Disparition.
L’ancien président de l’Assemblée du peuple, Soufi
Abou-Taleb, est décédé cette semaine à l’âge de 80 ans. Des
funérailles militaires ont été organisées samedi en hommage
à sa mémoire.
L’homme qui a gouverné 168 heures
L’Egypte
vient de perdre le Dr Soufi Abou-Taleb, ancien président de
l’Assemblée du peuple et connu pour avoir temporairement
occupé le poste de président de la République pendant 7
jours, après l’assassinat du président Anouar Al-Sadate, en
1981. Il a donc été le troisième président de la République
après le déclenchement de la Révolution de 1952.

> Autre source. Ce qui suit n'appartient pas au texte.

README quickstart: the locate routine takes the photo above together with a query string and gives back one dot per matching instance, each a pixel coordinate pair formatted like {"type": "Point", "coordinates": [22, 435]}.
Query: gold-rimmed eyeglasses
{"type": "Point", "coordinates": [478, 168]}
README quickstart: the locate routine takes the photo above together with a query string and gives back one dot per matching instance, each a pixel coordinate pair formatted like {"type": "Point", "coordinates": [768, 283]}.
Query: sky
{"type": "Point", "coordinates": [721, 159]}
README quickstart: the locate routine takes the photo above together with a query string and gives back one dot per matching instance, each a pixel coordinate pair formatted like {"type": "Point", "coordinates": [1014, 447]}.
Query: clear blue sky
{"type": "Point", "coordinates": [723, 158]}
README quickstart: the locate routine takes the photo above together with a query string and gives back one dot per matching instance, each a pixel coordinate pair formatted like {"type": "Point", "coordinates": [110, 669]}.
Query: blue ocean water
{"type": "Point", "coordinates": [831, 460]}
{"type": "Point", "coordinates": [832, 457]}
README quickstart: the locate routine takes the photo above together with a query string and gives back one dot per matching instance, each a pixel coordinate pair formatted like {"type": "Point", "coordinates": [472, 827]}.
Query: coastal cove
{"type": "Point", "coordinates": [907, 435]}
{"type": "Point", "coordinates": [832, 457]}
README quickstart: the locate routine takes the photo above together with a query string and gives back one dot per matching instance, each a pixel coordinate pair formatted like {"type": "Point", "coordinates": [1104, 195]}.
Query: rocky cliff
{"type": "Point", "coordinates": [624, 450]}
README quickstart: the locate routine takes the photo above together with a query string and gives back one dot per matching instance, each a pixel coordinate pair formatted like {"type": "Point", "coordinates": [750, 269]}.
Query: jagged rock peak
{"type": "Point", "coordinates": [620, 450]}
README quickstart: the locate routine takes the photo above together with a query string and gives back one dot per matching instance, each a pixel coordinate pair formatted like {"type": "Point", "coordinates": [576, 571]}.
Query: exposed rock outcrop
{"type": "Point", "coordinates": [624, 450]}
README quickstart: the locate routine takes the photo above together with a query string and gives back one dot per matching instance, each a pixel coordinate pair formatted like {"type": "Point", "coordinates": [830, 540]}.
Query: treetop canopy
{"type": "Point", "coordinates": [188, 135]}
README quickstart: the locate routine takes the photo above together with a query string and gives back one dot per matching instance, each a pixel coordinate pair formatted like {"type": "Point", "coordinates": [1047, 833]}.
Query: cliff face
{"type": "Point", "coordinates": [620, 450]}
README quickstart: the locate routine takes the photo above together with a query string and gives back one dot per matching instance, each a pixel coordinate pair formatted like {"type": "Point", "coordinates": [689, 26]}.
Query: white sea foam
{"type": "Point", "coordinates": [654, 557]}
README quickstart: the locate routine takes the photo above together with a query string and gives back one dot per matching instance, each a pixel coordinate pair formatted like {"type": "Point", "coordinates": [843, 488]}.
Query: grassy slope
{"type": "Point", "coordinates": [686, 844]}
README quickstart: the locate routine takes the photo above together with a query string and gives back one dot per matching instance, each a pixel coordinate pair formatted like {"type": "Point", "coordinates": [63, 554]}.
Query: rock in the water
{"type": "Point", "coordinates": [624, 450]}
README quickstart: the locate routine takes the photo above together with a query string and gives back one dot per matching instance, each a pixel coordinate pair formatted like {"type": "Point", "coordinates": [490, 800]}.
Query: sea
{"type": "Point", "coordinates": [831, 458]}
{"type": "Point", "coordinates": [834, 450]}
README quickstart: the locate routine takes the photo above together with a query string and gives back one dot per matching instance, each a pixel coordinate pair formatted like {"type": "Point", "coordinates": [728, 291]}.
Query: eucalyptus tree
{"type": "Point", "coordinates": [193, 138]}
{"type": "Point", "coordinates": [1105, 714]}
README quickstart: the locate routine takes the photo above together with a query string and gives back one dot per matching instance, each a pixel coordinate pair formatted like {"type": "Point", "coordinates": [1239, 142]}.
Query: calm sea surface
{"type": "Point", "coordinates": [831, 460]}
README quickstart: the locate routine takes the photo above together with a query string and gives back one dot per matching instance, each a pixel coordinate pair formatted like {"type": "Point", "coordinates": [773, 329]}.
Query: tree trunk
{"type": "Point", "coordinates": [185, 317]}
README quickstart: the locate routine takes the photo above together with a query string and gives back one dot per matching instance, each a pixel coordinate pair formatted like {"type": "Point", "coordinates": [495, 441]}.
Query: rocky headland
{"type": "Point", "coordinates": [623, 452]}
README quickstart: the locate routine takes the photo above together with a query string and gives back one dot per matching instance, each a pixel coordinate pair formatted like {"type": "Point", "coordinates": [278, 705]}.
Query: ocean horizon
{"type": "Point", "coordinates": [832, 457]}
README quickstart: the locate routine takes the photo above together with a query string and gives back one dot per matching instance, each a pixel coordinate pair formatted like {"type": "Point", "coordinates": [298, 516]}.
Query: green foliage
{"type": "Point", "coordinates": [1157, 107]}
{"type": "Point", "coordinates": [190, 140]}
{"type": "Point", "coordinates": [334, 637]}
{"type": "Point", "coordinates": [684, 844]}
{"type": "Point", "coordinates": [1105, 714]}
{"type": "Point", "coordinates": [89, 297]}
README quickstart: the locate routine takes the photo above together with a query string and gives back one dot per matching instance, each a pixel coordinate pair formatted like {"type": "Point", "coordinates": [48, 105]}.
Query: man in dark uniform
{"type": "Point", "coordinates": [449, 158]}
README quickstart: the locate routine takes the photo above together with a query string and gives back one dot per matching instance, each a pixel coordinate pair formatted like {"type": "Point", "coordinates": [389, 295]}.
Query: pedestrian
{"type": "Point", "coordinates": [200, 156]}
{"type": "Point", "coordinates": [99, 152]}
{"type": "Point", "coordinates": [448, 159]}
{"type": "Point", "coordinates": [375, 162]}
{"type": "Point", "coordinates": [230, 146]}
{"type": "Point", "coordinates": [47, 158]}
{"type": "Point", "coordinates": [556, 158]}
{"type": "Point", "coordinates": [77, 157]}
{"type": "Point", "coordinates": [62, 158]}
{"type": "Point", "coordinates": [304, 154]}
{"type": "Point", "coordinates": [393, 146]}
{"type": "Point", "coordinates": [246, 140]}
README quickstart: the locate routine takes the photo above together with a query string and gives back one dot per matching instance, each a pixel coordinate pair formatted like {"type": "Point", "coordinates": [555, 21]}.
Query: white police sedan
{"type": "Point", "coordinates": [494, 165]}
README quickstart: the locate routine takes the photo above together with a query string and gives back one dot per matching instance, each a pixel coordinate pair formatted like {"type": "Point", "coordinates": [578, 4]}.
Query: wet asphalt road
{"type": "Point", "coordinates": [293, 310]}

Soufi Abou-Taleb est né en 1928 dans un village du Fayoum,
au sud-ouest du Caire. Son père était le maire de ce village
où le jeune Soufi reçut sa première éducation.
Après
les études secondaires, Soufi Abou-Taleb intègre la faculté
de droit de l’Université de Farouk I (actuellement
l’Université du Caire) et obtient sa licence en 1946. Puis
il obtient un doctorat en droit de l’Université de Paris, en
1952, quelques mois seulement avant la Révolution de Juillet.
Parmi ses collègues qui ont bénéficié d’une bourse à Paris,
il y avait Réfaat Al-Mahgoub, lui aussi ancien président de
l’Assemblée du peuple, Atef Sedqi, ex-premier ministre, et
Ismaïl Sabri Abdallah, ex-ministre de la Planification. De
retour de France, Soufi Abou-Taleb enseigne le droit à
l’Université du Caire dont il deviendra le président en
1975. En 1976, il intègre le Parlement et préside la
commission de l’enseignement. Il sera président de
l’Assemblée de 1978 à 1983 à une période des plus sensibles
de l’histoire moderne de l’Egypte. Son poste de chef du
Parlement lui permet de participer à l’élaboration de
plusieurs lois importantes, la loi sur la presse et celle
qui établit le scrutin par liste aux élections. Cette loi
avait suscité le mécontentement de l’opposition qui avait
alors boycotté les élections. On s’en souvient aussi pour la
loi sur le statut personnel dite « loi Gihane », Gihane Al-Sadate
ayant joué un rôle de premier plan dans l’élaboration de
cette loi, et qui permet à toute femme divorcée qui a des
enfants en bas âge de se voir accorder l’appartement
conjugal. Elle fera beaucoup de bruit lors de sa
promulgation. Abou-Taleb prend part également à l’amendement
de la Constitution sous Sadate. Amendement stipulant que la
charia islamique est « l’unique source de législation en
Egypte », alors qu’auparavant, la Constitution stipulait que
la charia est « une source principale de législation ».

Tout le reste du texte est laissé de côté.